Neural Network with Unbounded Activation Functions is Universal Approximator
This provides theoretical justification for the use of ReLU in deep learning, which is incremental as it builds on existing universal approximation theory.
The paper tackles the problem of proving that neural networks with unbounded activation functions like ReLU maintain universal approximation capabilities, and it shows that under a constructive admissibility condition, such networks can be trained by discretizing the ridgelet transform without backpropagation.

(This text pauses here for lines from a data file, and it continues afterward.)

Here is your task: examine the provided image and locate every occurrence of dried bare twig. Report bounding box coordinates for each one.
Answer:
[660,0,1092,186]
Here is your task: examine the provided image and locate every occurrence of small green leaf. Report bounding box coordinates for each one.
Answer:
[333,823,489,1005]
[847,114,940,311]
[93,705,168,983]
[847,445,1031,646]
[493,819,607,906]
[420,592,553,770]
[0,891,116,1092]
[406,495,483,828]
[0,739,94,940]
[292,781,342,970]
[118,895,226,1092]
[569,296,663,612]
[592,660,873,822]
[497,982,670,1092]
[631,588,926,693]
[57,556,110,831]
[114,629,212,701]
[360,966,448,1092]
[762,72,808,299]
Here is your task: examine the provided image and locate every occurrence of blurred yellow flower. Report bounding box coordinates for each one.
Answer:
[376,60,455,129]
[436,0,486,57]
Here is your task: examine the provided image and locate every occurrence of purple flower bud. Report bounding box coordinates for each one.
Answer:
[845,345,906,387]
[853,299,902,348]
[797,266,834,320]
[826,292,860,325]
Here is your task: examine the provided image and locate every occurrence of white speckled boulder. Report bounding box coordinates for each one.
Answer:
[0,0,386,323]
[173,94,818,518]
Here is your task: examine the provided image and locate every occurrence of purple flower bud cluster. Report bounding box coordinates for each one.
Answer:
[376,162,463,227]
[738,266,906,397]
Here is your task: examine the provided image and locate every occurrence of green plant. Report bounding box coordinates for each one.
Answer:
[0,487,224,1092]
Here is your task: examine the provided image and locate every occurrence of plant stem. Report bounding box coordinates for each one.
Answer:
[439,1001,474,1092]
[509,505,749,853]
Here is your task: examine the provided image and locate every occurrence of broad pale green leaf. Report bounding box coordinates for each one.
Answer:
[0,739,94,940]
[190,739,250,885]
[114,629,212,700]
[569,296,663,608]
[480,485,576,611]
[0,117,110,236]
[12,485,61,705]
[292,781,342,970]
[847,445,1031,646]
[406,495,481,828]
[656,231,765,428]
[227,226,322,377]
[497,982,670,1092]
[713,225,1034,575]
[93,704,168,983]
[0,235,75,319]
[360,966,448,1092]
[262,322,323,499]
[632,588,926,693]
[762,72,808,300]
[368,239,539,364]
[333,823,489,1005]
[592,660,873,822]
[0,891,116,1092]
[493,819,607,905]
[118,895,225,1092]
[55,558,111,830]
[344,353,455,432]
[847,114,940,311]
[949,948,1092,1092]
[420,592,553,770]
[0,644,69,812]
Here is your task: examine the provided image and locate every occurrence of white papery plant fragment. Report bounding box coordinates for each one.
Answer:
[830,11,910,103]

This paper presents an investigation of the approximation property of neural networks with unbounded activation functions, such as the rectified linear unit (ReLU), which is the new de-facto standard of deep learning. The ReLU network can be analyzed by the ridgelet transform with respect to Lizorkin distributions. By showing three reconstruction formulas by using the Fourier slice theorem, the Radon transform, and Parseval's relation, it is shown that a neural network with unbounded activation functions still satisfies the universal approximation property. As an additional consequence, the ridgelet transform, or the backprojection filter in the Radon domain, is what the network learns after backpropagation. Subject to a constructive admissibility condition, the trained network can be obtained by simply discretizing the ridgelet transform, without backpropagation. Numerical examples not only support the consistency of the admissibility condition but also imply that some non-admissible cases result in low-pass filtering.